Dr. Martin R. Dinnes was a veterinarian from Agua Dulce, California, recognized for his accomplishments in veterinary medicine. He died on December 12, 2017.

Dinnes graduated from UC Davis School of Veterinary Medicine in 1966. His work created new medical protocols for the health and well-being of animals. He invented and developed the Telinject system for remotely injecting reptiles, mammals and birds. He also formulated, tested and commercially produced balanced diets for non-domestic species.

== Career ==
In 1972, Dinnes founded Dinnes Memorial Veterinary Hospital of Santa Clarita, California, and was the first veterinarian to completely devote veterinary practice to non-domesticated animals, limiting his practice to zoo and aquatic animal medicine and surgery.
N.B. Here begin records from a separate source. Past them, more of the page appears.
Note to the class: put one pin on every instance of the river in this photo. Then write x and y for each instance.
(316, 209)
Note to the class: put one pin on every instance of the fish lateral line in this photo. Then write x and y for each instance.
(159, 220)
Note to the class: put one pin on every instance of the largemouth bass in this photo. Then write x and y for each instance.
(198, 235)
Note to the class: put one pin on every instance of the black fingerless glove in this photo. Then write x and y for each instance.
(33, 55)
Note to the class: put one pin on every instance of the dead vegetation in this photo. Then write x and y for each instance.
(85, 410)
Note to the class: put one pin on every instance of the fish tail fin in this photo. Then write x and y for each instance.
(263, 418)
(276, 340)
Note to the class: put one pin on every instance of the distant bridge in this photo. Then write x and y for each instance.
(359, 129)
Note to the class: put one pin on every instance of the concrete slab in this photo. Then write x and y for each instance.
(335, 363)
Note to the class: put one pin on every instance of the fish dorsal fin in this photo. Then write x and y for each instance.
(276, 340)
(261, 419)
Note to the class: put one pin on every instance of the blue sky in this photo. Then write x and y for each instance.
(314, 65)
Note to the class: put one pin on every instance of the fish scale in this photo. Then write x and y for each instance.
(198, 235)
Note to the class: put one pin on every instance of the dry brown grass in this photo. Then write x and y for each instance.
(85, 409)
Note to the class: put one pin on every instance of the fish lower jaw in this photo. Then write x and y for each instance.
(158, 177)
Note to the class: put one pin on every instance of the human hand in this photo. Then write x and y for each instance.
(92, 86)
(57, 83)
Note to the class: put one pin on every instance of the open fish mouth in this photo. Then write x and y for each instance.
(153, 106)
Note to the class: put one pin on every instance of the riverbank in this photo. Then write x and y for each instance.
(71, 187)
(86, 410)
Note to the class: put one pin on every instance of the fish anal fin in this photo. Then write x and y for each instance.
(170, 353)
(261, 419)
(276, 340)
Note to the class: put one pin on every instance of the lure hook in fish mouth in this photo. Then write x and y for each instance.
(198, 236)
Dinnes was a consulting veterinarian for the 1983 adventure film The Golden Seal.

In 1984, he was one of eight veterinarians chosen by the American Veterinary Medical Association to form the American College of Zoological Medicine.
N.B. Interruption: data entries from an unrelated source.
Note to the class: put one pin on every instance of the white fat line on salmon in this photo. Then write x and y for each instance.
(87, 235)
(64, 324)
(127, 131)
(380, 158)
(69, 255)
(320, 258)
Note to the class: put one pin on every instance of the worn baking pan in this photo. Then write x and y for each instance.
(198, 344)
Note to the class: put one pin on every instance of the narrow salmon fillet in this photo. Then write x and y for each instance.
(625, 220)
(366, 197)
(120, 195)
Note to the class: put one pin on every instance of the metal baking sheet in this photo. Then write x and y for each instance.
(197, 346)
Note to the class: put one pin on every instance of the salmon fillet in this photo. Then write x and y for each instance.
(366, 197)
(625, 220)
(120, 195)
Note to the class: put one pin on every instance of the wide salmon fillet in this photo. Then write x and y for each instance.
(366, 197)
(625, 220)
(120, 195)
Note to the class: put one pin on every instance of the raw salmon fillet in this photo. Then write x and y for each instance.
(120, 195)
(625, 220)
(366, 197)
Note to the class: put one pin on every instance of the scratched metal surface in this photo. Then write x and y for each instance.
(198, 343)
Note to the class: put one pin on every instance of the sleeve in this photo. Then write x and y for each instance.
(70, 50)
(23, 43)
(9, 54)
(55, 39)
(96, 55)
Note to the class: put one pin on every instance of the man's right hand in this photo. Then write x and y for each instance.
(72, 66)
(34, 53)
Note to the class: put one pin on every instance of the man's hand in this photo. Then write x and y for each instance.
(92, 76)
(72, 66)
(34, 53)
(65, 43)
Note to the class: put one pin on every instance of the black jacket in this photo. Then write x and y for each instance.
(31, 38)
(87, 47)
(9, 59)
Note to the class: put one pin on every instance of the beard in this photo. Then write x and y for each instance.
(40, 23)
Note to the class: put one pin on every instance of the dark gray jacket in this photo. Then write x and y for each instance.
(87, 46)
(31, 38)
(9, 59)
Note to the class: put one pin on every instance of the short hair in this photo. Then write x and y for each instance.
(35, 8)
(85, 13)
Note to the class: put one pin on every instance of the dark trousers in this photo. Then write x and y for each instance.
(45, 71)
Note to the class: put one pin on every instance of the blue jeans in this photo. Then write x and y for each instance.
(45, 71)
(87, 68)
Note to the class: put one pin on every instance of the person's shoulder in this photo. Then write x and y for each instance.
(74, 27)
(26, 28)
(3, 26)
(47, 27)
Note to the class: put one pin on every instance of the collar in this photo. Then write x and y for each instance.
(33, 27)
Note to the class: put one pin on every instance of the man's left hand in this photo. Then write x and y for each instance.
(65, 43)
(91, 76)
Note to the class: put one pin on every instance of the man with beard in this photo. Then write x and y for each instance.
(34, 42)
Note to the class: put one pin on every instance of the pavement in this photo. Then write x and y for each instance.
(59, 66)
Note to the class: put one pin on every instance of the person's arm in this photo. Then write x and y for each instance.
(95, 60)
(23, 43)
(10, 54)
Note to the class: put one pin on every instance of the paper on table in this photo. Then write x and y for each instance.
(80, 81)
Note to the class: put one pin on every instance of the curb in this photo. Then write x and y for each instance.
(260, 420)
Dinnes founded the International Zoo Veterinary Group (IZVG), providing consulting in disease prevention, quarantine procedures and tranquilizing procedures for the international shipment of animals. The IZVG promotes the international exchange of pharmaceutical and biological guidelines that may or may not be allowed for use in a particular country.
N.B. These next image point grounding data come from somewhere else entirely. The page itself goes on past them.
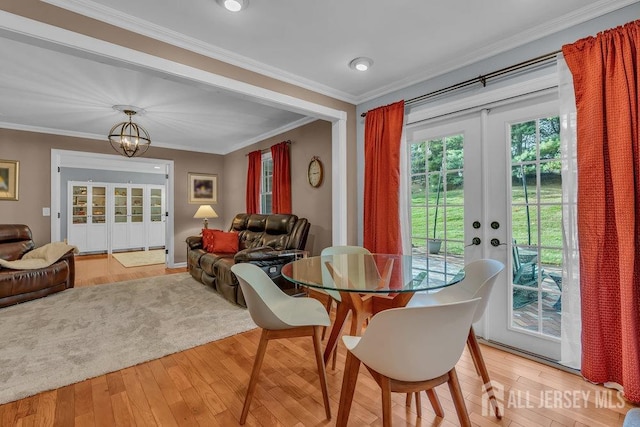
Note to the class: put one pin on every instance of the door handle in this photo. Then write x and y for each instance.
(475, 241)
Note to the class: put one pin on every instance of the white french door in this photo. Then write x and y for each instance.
(487, 185)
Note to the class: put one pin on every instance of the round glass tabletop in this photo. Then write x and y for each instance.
(375, 273)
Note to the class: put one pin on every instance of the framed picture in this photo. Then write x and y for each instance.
(203, 188)
(9, 175)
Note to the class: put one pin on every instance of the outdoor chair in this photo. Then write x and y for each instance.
(280, 316)
(421, 357)
(479, 278)
(526, 273)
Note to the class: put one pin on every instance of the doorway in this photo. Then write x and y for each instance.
(487, 185)
(104, 164)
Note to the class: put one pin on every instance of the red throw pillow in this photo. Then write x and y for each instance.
(225, 242)
(208, 236)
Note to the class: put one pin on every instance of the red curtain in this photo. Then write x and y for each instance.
(382, 133)
(606, 75)
(254, 174)
(281, 194)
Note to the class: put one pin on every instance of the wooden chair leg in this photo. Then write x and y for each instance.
(476, 355)
(473, 358)
(385, 385)
(328, 307)
(435, 403)
(334, 358)
(349, 380)
(317, 346)
(458, 398)
(418, 404)
(255, 373)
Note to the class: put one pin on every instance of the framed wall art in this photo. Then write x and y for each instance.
(203, 188)
(9, 175)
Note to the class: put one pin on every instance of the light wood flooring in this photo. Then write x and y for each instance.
(205, 386)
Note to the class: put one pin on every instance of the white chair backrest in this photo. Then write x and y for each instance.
(338, 250)
(260, 293)
(416, 343)
(478, 282)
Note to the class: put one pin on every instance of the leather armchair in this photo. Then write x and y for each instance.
(268, 241)
(17, 286)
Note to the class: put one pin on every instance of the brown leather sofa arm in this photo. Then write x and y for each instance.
(194, 242)
(262, 253)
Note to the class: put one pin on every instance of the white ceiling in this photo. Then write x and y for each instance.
(308, 43)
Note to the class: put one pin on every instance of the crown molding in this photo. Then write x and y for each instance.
(118, 19)
(576, 17)
(275, 132)
(160, 144)
(111, 16)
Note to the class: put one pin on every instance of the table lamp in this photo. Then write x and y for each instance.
(205, 211)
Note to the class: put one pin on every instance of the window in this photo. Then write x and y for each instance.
(266, 183)
(437, 199)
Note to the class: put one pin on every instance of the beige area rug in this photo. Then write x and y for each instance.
(82, 333)
(138, 258)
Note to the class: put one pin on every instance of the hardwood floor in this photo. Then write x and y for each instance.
(205, 386)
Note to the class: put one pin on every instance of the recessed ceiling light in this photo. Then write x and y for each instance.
(361, 63)
(234, 5)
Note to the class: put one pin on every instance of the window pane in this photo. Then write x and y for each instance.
(418, 158)
(419, 221)
(523, 141)
(418, 189)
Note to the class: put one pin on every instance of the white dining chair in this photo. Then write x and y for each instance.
(280, 316)
(478, 282)
(408, 350)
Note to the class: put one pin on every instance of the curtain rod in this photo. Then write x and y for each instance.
(266, 150)
(483, 79)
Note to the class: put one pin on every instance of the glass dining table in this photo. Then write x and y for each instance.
(368, 284)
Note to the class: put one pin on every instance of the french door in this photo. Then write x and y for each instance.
(487, 185)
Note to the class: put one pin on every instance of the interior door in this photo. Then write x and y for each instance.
(487, 184)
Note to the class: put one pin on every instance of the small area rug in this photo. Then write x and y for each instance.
(138, 258)
(85, 332)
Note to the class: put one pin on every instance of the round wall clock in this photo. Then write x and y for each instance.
(315, 172)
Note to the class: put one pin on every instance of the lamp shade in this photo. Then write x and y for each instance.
(205, 211)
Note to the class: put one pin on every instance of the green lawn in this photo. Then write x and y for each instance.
(549, 214)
He was a veterinarian for Shambala Preserve in Acton, California, and a director of product research and development of zoological formulas for Natural Balance Pet Foods.

== Accolades ==
In 2000, Dinnes was presented with a Previous Alumni Achievement Award at University of California, Davis. He was awarded the American Association of Zoo Veterinarian's Lifetime Achievement award the first year the award was given, in 2014.